A few minutes later a tram the size of a shipping container came zipping up from below the loading deck. Maintenance tethers were in pairs, one up and one down. It helped keep the traffic flowing when a schedule wasn’t possible. The gate released a pressurized hiss as it disengaged and he stepped inside. It was a no frills vehicle, little more than a super-sized elevator with a row of seats along one wall, and a matching one upside-down above them. A few more minutes passed while they waited to see if anyone else was going to be burning the midnight oil, then the doors closed and sealed. A control panel on the door worked its way through a sequence of safety checks. Air pressure: Nominal. Tether Integrity: Nominal. Power Integrity: Nominal. Inertial Inhibitor: Active. A pair of heavy duty electric motors whined with effort and the tram began to accelerate upwards.

If he was a first-timer, he would have been awed by the speed of it. The various floors of the maintenance building shot by in a blur of stone and metal, and then the ground was dropping away as though gravity had decided to reverse and he was now falling upward. The acceleration should have been enough to pin him painfully to the floor, but the very same thing that made the limo stunt survivable was at work here as well, doing the job it was actually invented to do. Through the sort of complex quantum physics that a science geek would spend three hours gushing over and the average person would write off as magic, a field generator inside the tram canceled out the excess acceleration, keeping the ride at a rock steady 1g. Without it, the whole ride would either be much slower, much less comfortable, or likely a combination of the two.

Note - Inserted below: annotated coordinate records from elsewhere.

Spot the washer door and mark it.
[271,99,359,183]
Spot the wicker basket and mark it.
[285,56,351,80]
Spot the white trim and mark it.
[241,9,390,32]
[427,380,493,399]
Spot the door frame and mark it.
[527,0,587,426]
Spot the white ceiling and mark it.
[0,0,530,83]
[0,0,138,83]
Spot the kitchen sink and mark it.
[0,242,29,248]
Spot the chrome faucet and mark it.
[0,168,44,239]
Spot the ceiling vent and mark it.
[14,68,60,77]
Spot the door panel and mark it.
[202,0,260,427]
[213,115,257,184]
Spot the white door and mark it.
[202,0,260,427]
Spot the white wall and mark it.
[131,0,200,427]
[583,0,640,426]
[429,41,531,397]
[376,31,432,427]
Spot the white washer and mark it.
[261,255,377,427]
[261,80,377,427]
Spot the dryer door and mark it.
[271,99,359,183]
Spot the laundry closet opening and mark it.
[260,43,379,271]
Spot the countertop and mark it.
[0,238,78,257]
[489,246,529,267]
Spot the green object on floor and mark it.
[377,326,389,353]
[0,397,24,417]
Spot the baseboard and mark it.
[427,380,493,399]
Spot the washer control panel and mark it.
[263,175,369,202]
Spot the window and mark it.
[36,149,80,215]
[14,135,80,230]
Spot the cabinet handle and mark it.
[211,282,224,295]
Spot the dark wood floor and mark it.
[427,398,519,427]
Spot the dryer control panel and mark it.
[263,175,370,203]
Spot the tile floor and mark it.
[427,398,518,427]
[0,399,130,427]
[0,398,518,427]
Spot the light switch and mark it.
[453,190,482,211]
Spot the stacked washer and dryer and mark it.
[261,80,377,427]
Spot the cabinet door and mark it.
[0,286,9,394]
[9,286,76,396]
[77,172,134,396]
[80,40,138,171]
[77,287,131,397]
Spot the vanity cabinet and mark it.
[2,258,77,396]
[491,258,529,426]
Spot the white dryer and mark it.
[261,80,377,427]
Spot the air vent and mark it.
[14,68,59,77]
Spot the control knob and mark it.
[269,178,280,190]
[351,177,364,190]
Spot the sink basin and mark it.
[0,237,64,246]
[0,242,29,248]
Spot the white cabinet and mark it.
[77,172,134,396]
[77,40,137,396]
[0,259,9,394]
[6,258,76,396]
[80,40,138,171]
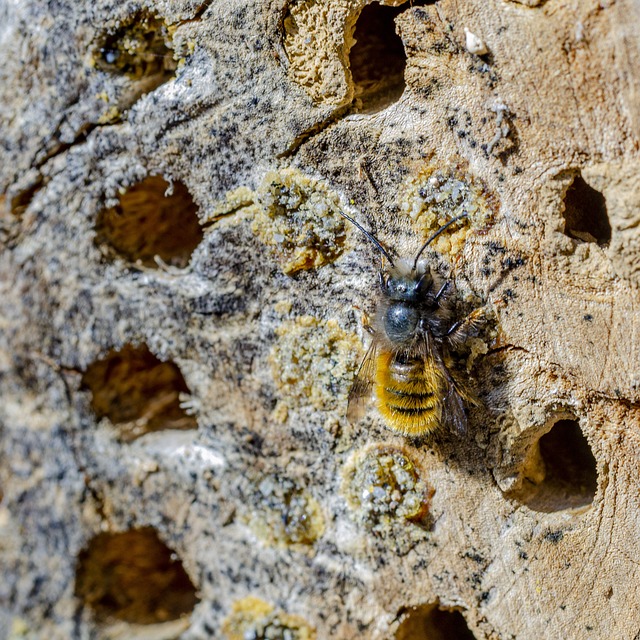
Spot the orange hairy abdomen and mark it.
[375,351,446,436]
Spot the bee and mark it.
[340,211,482,437]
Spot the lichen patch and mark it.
[398,165,497,254]
[222,596,316,640]
[248,474,324,546]
[342,446,433,547]
[270,316,362,410]
[253,169,347,275]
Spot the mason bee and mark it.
[340,211,482,437]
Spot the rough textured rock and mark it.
[0,0,640,640]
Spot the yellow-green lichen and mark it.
[270,316,362,410]
[398,165,497,255]
[248,474,324,546]
[253,169,347,275]
[342,446,433,547]
[222,596,316,640]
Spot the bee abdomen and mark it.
[376,353,443,435]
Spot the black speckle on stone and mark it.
[544,529,564,544]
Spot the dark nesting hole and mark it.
[94,11,177,84]
[11,177,44,217]
[518,420,598,513]
[96,176,203,267]
[395,604,475,640]
[82,345,197,442]
[349,2,407,113]
[75,528,198,624]
[564,174,611,246]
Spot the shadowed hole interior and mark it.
[82,345,197,442]
[514,420,598,513]
[395,604,475,640]
[96,176,203,267]
[94,11,177,84]
[75,528,198,624]
[349,2,407,113]
[11,177,44,217]
[564,174,611,246]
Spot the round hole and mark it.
[96,176,203,267]
[514,420,598,513]
[94,11,177,83]
[349,2,407,113]
[395,604,475,640]
[563,174,611,246]
[82,345,197,442]
[75,528,198,624]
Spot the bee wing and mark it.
[421,336,467,437]
[347,337,378,424]
[442,382,467,437]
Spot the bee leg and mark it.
[353,304,376,336]
[434,280,448,302]
[446,307,485,346]
[362,313,376,336]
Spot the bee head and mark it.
[380,260,433,302]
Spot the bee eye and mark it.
[379,271,390,291]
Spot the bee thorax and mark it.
[384,302,420,342]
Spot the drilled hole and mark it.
[82,346,197,442]
[94,11,177,85]
[564,175,611,246]
[395,604,475,640]
[349,2,407,113]
[75,528,198,624]
[96,176,203,267]
[11,177,44,217]
[516,420,598,513]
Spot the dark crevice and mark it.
[563,174,611,246]
[75,527,198,624]
[82,345,197,442]
[513,420,598,513]
[96,176,203,268]
[349,2,407,113]
[395,604,475,640]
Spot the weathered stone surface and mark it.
[0,0,640,640]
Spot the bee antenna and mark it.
[413,213,469,271]
[338,209,395,267]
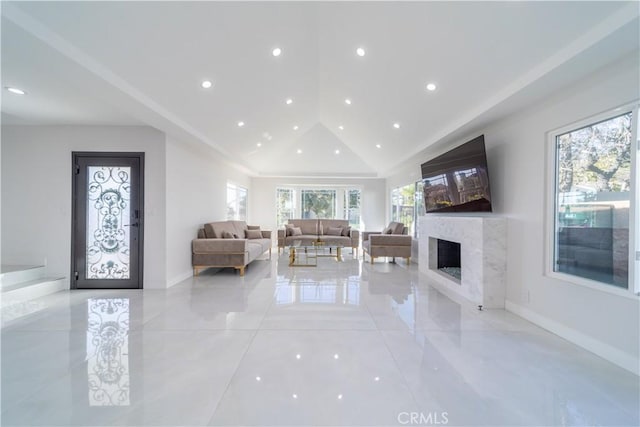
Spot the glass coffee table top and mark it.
[289,240,342,267]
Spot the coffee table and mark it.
[289,240,342,267]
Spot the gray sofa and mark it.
[362,222,411,264]
[278,219,360,258]
[191,221,272,276]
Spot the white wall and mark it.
[2,126,166,288]
[389,56,640,373]
[249,178,388,234]
[166,137,250,286]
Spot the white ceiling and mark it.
[2,2,639,177]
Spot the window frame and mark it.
[274,184,364,230]
[543,101,640,299]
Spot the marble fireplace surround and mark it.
[418,214,507,308]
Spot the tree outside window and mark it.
[554,112,632,288]
[301,190,336,219]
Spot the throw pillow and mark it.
[327,227,342,236]
[244,230,262,239]
[284,224,293,236]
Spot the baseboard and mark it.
[167,270,193,288]
[505,301,640,376]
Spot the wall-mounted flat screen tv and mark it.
[422,135,491,212]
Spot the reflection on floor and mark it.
[1,255,640,426]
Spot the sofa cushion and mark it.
[244,230,262,239]
[325,227,342,236]
[289,219,318,234]
[284,224,294,236]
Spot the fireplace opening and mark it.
[437,239,462,280]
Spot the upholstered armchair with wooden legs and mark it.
[362,222,411,264]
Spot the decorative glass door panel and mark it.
[71,153,144,289]
[86,166,131,279]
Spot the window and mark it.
[552,112,635,289]
[301,190,336,219]
[227,183,247,221]
[275,186,362,229]
[344,189,361,229]
[391,183,417,236]
[276,188,295,228]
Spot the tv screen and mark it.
[422,135,491,212]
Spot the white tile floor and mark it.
[1,254,640,426]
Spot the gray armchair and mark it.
[362,222,411,264]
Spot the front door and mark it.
[71,152,144,289]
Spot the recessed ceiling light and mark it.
[5,86,27,95]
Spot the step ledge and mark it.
[2,277,64,294]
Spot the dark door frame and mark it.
[69,151,144,289]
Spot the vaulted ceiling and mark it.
[2,1,639,177]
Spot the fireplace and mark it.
[418,214,507,308]
[437,239,462,280]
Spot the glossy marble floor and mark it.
[1,254,640,426]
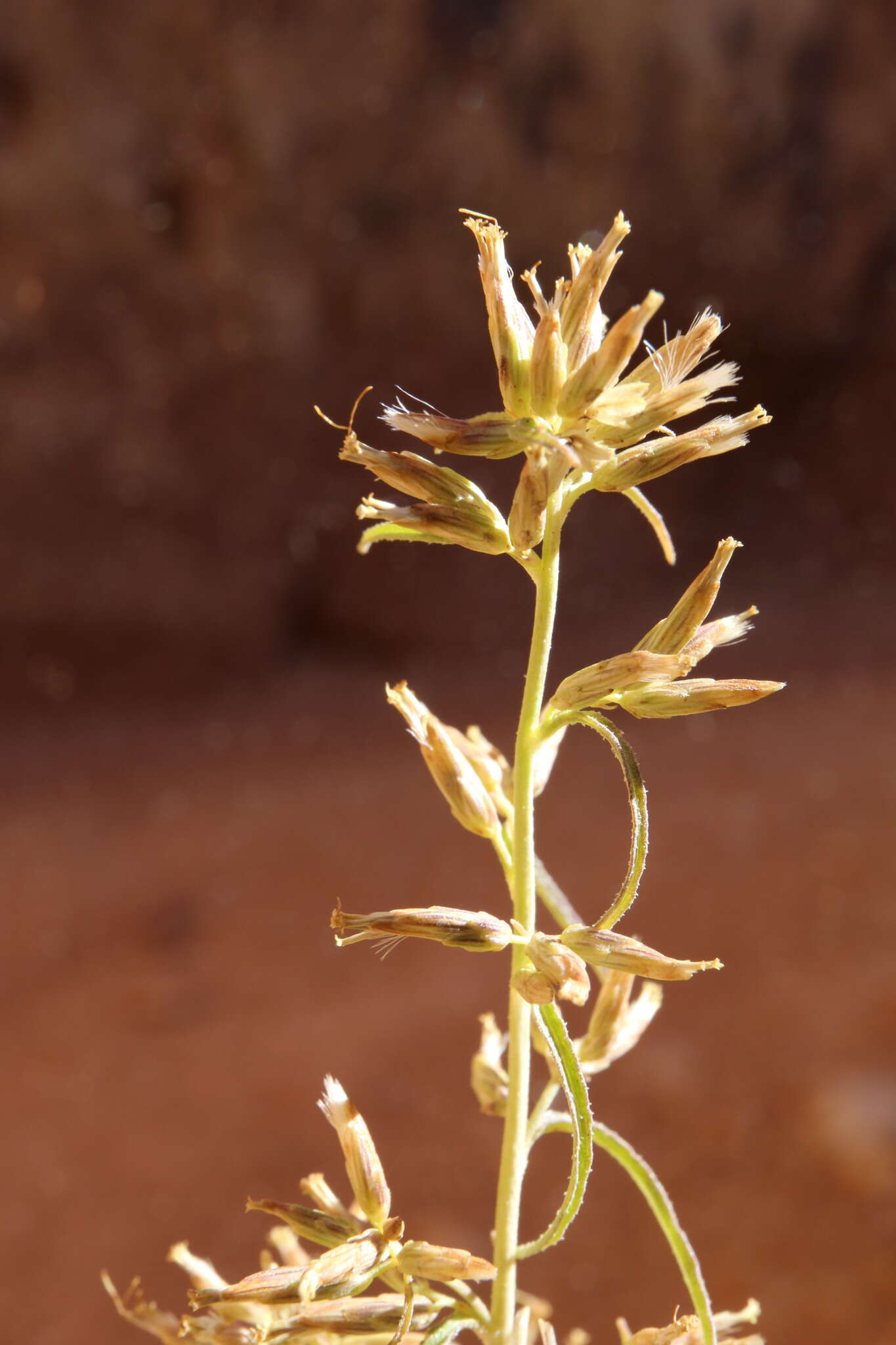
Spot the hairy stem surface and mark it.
[492,500,561,1345]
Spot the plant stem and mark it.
[492,496,561,1345]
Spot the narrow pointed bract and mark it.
[330,906,512,952]
[318,1074,393,1228]
[560,925,721,981]
[385,682,501,837]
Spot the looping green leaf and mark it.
[552,710,649,929]
[517,1005,594,1260]
[543,1116,716,1345]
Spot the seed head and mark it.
[524,933,591,1005]
[556,289,662,420]
[508,447,571,553]
[246,1200,357,1246]
[395,1241,497,1282]
[167,1243,227,1289]
[381,402,536,458]
[298,1173,349,1233]
[356,495,511,556]
[463,215,534,416]
[318,1074,393,1229]
[470,1013,508,1116]
[339,430,497,504]
[561,214,631,370]
[619,676,784,720]
[330,906,513,952]
[560,925,721,981]
[270,1294,439,1341]
[192,1220,400,1308]
[549,650,693,710]
[385,682,501,837]
[576,971,662,1074]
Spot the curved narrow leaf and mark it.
[534,854,584,929]
[543,1118,716,1345]
[622,485,675,565]
[517,1005,594,1260]
[421,1315,477,1345]
[577,710,649,929]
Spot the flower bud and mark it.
[246,1200,357,1246]
[381,402,534,458]
[589,363,739,452]
[557,289,662,420]
[298,1173,358,1232]
[576,971,662,1074]
[100,1271,180,1345]
[508,448,571,552]
[560,925,721,981]
[330,906,513,952]
[339,431,485,504]
[561,214,631,368]
[318,1074,393,1228]
[442,724,513,816]
[470,1013,508,1116]
[594,406,771,491]
[530,307,567,417]
[267,1224,312,1266]
[395,1241,497,1282]
[167,1243,227,1289]
[463,217,534,416]
[385,682,501,837]
[192,1220,400,1308]
[549,651,692,710]
[525,933,591,1005]
[266,1294,439,1340]
[635,537,742,653]
[618,676,784,720]
[356,495,511,556]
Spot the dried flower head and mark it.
[330,906,513,952]
[470,1013,508,1116]
[318,1074,393,1229]
[385,682,501,837]
[560,925,721,981]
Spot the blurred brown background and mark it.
[0,0,896,1345]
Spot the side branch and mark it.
[517,1005,594,1260]
[543,1116,716,1345]
[544,710,647,929]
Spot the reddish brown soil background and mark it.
[0,0,896,1345]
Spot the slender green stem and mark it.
[539,710,649,929]
[526,1080,560,1149]
[542,1116,716,1345]
[492,499,561,1345]
[517,1005,594,1260]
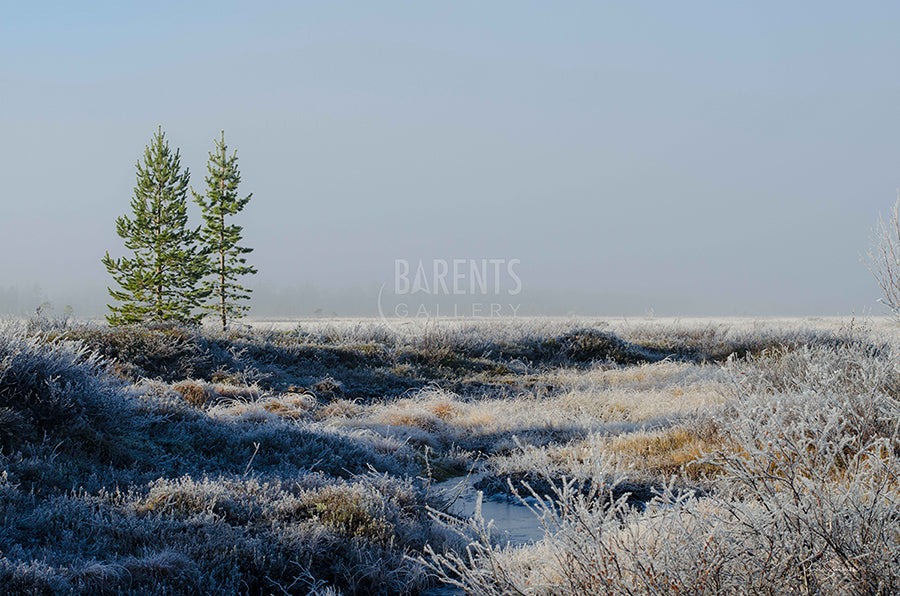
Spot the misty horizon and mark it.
[0,2,900,316]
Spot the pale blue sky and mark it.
[0,2,900,314]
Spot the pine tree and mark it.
[192,131,256,331]
[102,127,207,325]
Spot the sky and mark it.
[0,1,900,316]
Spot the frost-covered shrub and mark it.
[0,328,128,444]
[426,338,900,596]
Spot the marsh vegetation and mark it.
[0,319,900,594]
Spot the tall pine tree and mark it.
[192,131,256,331]
[102,127,207,325]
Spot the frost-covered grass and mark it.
[0,319,900,594]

About a third of the way through the trip the motors approached their top speed and the acceleration started to drop, the gravity going along with it. Lex grabbed one of the hand rails scattered liberally along the walls and pivoted himself upside-down with a yawn. Artificial gravity was possible, but it was a much larger and more expensive process, so the elevator and most small ships did without. A warning light began to blink on a panel, and the readout listing motor status switched from ‘Powered’ to ‘Regenerative Breaking.’ The gravity came back, though this time on the ceiling, and he took a seat on one of the chairs that seemed so out of place at the beginning of the trip. Barely three minutes after he’d left the surface, the gravity drifted away again and the tram clicked into the docking section of The Upstairs.